Scientific Lectures //
Neurocognitive Bases of Treatment Resistance in Developmental Dyslexia
Robin Morris, PhD, Regents Professor, Department of Psychology, Georgia State University
Presented: November 2, 2018
ABSTRACT: Developmental Dyslexia (DD) is a neurodevelopmental disorder thought to reflect circumscribed neurobiological anomalies and etiologies, although the exact brain mechanisms involved have not been clearly identified.
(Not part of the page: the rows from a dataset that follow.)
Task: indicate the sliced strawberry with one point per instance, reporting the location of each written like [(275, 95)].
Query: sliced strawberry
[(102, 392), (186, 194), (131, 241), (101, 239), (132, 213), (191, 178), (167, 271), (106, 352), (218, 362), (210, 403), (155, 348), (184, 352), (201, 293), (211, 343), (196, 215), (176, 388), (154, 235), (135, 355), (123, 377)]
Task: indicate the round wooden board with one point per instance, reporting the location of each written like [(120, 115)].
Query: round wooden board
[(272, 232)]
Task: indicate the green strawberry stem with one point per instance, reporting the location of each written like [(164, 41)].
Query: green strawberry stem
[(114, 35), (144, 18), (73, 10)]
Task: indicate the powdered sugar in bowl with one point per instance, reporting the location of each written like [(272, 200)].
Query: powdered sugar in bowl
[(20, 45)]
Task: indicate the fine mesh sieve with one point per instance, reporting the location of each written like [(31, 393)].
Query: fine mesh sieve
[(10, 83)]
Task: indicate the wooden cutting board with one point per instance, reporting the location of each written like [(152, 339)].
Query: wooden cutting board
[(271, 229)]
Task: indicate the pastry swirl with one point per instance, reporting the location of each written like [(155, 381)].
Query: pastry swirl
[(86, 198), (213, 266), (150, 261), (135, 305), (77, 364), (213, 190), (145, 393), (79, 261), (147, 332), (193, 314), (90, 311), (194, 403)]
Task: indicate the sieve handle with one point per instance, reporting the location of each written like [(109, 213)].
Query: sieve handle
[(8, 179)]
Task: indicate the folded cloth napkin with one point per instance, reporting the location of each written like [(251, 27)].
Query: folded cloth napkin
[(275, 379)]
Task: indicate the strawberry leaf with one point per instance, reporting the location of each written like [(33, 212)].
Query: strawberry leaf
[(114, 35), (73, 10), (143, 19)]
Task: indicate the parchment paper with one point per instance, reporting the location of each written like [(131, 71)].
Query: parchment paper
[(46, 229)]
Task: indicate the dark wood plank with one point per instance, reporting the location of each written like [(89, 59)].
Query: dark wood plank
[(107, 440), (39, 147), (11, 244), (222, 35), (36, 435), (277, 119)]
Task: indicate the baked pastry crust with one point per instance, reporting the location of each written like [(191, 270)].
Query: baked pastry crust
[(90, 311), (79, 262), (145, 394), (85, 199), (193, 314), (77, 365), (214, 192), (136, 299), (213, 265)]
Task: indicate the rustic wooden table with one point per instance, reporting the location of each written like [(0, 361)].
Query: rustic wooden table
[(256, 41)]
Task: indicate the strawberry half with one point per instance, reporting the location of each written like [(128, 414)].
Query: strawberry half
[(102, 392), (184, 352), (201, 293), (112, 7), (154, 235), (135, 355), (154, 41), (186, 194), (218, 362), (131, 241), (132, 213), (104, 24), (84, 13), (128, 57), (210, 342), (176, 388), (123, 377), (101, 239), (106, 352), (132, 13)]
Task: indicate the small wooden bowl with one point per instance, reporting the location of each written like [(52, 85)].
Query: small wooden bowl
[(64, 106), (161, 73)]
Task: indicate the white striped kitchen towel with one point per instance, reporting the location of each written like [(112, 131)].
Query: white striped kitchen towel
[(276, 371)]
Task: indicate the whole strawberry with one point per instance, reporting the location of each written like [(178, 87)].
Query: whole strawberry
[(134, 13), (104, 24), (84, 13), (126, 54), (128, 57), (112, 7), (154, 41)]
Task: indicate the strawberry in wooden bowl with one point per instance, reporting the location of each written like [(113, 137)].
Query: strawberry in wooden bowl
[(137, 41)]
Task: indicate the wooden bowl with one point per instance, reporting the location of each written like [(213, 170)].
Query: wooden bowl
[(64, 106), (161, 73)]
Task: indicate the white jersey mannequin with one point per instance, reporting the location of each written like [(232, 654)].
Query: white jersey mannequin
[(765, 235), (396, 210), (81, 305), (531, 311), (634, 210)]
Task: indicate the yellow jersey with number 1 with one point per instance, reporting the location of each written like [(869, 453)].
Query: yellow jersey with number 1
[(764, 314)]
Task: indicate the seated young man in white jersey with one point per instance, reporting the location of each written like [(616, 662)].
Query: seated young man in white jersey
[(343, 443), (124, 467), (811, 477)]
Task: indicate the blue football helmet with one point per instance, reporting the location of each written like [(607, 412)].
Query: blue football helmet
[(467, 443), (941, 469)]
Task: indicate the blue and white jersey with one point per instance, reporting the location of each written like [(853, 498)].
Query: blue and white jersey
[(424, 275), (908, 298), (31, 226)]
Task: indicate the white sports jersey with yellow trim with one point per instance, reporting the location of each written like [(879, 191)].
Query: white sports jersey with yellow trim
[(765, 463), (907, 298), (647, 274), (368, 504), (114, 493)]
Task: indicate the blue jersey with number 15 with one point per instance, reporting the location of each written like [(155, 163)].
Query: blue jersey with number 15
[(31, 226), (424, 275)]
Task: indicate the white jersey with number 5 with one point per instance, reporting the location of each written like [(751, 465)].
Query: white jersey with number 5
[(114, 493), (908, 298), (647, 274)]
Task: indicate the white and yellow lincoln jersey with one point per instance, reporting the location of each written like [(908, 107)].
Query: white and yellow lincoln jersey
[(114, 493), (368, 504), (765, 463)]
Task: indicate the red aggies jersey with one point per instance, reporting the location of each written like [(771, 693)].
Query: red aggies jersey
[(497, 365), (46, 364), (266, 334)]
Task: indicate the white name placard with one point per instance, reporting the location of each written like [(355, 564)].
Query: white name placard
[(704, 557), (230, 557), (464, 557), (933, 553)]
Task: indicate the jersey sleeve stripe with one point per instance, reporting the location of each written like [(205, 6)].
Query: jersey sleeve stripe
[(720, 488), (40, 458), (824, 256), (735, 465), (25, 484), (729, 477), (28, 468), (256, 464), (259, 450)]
Along with environmental factors, these anomalies conspire to make the development of a certain complex sets of skills involved in reading, especially in the more severe cases, extremely difficult to treat. This talk will describe preliminary results from an ongoing project designed to provide a more integrated neurobiological and cognitive characterization of DD treatment resisters, whose relatively intractable impairments are likely to be primarily brain-based. The treatment study focuses on 3rd/4th grade DD children reading below the 15%ile, including those that have significant comorbid language (LI) and/or attentional (ADHD) impairments, using an explicit intervention program and multidimensional assessment framework. The project employs integrated pre- and post-treatment functional and structural neuroimaging, cognitive testing, online linguistic and non-linguistic learning experiments to identify those predictors of response to intervention and treatment resistance.